Ángelo Peña

Personal information
- Full name: Louis Ángelo Peña
- Date of birth: December 25, 1989 (age 36)
- Place of birth: Mérida, Venezuela
- Height: 1.71 m (5 ft 7 in)
- Position: Attacking midfielder

Team information
- Current team: Estudiantes de Mérida

Senior career*
- Years: Team / Apps / (Gls)
- 2006–2009: Estudiantes de Mérida / 52 / (6)
- 2009–2011: Sp.Braga / 1 / (0)
- 2010: → Portimonense (loan) / 5 / (1)
- 2011–2013: Caracas FC / 79 / (9)
- 2013–2014: Náutico / 11 / (0)
- 2014–2016: Mineros de Guayana / 81 / (13)
- 2016–2017: Deportivo Táchira / 13 / (0)
- 2017: Zamora / 7 / (1)
- 2017–2019: Mineros de Guayana / 40 / (6)
- 2019: Keşla / 8 / (0)
- 2019–2021: Deportivo La Guaira / 74 / (8)
- 2022: Estudiantes de Mérida / 33 / (5)
- 2023–2024: Boyacá Chicó / 55 / (7)
- 2024–: Estudiantes de Mérida / 23 / (3)

International career
- 2009: Venezuela U20 / 12 / (1)
- 2009–: Venezuela / 15 / (0)

= Ángelo Peña =

Venezuelan footballer (born 1989)

Louis Ángelo Peña (born 25 December 1989 in Mérida, Venezuela) is a Venezuelan footballer who currently plays for Estudiantes de Mérida.
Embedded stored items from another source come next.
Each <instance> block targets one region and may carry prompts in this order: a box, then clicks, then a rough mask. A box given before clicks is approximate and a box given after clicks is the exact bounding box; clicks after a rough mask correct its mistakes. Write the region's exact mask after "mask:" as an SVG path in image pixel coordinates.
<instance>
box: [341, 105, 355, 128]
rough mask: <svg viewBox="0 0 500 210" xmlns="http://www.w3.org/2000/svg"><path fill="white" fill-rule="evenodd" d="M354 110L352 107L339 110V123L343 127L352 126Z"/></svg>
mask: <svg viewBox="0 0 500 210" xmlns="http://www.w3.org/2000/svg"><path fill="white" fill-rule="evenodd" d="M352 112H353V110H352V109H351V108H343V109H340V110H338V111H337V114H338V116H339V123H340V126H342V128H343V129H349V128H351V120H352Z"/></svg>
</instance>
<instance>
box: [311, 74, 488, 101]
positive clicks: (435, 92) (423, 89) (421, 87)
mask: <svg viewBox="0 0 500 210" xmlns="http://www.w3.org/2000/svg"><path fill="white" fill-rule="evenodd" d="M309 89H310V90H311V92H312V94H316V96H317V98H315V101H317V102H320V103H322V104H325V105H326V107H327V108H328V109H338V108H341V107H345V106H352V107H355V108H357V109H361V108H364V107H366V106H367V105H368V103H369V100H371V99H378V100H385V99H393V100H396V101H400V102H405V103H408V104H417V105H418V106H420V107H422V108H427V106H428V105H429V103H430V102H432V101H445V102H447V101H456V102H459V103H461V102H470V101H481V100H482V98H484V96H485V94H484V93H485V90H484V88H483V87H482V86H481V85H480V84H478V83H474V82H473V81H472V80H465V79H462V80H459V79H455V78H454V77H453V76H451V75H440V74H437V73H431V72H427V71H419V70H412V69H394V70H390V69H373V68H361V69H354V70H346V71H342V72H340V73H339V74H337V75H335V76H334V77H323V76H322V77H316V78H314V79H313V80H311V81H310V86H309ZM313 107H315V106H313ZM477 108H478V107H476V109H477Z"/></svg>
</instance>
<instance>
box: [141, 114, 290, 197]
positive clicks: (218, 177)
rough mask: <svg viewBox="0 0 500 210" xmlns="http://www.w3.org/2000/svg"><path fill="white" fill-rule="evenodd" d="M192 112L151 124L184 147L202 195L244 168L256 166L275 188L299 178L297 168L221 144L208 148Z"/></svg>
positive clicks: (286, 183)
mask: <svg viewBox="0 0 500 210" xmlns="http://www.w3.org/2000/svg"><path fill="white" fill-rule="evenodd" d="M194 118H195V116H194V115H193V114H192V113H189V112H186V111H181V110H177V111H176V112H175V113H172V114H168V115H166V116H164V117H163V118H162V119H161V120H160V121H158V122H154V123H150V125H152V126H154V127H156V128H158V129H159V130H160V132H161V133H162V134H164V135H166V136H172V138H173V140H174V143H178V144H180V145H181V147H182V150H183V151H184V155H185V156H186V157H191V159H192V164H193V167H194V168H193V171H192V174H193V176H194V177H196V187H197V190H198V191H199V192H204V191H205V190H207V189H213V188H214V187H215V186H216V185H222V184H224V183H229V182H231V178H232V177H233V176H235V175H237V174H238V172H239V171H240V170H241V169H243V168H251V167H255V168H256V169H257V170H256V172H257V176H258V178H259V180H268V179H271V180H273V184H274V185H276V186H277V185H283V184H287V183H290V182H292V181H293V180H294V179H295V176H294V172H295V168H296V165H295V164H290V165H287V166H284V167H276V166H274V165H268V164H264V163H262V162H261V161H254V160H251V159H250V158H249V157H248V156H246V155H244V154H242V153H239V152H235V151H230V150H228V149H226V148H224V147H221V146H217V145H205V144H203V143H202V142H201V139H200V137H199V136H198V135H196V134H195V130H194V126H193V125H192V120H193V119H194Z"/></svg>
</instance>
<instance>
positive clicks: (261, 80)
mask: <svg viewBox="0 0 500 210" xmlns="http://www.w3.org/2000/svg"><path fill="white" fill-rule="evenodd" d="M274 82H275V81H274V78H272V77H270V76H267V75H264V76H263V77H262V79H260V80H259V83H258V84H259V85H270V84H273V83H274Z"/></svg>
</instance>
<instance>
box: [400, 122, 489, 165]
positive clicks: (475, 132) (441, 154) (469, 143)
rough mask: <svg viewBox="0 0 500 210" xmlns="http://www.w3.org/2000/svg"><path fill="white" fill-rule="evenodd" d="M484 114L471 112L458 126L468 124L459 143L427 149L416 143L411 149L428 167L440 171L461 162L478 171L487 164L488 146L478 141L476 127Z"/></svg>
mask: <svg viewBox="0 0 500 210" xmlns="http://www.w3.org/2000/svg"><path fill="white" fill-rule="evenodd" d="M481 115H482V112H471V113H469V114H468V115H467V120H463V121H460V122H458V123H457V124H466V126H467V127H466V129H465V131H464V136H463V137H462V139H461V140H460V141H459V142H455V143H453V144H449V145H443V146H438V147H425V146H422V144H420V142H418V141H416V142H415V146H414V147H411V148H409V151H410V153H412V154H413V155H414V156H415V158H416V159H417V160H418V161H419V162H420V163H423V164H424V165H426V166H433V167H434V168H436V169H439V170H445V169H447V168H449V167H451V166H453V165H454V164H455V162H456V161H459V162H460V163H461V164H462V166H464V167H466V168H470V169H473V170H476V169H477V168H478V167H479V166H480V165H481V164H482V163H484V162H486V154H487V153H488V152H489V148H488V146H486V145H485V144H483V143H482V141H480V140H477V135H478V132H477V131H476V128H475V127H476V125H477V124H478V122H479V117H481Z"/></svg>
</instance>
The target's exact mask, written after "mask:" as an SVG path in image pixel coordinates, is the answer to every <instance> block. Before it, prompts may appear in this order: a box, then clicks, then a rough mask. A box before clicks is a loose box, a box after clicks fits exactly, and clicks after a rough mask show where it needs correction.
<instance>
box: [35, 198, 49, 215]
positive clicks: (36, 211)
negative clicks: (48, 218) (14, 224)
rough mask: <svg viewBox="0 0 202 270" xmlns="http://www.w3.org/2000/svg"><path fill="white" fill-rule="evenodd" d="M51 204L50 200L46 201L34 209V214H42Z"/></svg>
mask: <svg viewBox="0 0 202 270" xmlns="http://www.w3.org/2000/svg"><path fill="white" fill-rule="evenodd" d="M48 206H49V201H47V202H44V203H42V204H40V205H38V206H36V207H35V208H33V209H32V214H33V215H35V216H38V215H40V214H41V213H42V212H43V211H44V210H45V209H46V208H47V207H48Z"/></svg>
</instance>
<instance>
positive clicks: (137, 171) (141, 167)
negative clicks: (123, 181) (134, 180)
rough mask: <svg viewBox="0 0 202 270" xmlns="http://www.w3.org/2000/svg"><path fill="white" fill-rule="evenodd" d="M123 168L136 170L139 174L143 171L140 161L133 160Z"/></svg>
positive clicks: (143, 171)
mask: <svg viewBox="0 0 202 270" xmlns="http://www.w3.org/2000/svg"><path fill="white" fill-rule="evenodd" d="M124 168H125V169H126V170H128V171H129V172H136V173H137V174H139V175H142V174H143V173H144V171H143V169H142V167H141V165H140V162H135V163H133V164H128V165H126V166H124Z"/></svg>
He has formerly had stints in Portugal for Braga and Portimonense, as well as a brief spell in the Azerbaijani Premier League.

==Career==
Peña started his career in 2006 for his first club Estudiantes de Mérida in which he played 52 times and scored 6 goals. On 28 May 2009, he was signed by Portuguese club Braga for an undisclosed fee.

==International career==
He was called up to the Venezuela U20 squad in 2009 and as well as the senior national team.